In his final moments he said that Labour members were not even able to read properly from their own notes. Another case of the pot calling the kettle black and another mute and worthless chairman.

Councillor Alex Sawyer (Conservative, St. Mary’s) was invited to speak next. Surely this would be the end of small minded squabbles? But no, not entirely. Councillor Downing’s lack lustre and largely inaccurate speech on libraries came in for early praise. “Community libraries are the beating heart of a local community”.

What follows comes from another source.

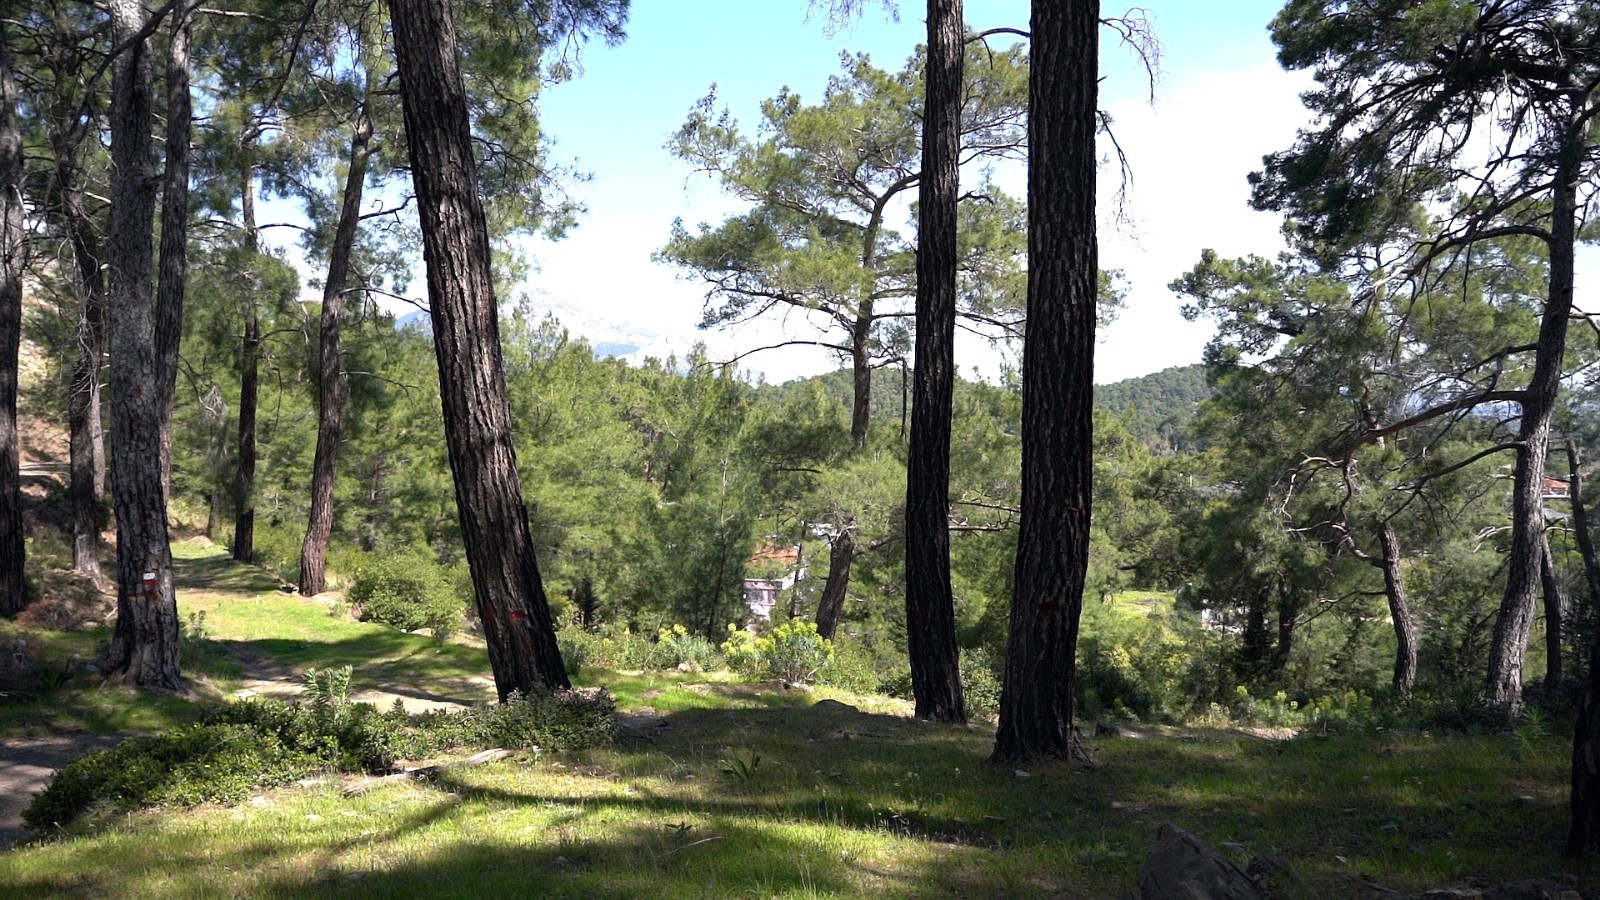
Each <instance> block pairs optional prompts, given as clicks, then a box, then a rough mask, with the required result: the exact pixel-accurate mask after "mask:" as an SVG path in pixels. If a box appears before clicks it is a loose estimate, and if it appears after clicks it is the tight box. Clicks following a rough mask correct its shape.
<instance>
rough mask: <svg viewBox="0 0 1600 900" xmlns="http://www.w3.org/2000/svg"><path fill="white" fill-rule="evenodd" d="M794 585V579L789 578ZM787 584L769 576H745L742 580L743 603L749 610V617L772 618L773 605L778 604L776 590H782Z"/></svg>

“If a community group does not come forward or their business plan does not stack up, the reality is that libraries will close.”

Councillor Amaning’s point about the practice of leaving parks open at night was rubbished because councillor Sawyer had seen people get in while they were locked. (There are burglars in town so you may as well leave your front door open.) He accepted that the vandalism had been “very serious”. Apart from the cases of arson memorial benches had been smashed.

The selling of some parks and open spaces was a good thing because it would allow the others to remain open. What happens when that money runs out was not explained. Not selling them was “a recipe for disaster”. Protest groups give up now!

The Splash Park barely got a mention but “Bexley is better under the Conservatives” and on that high note it is time to leave Bexley’s budget for another day.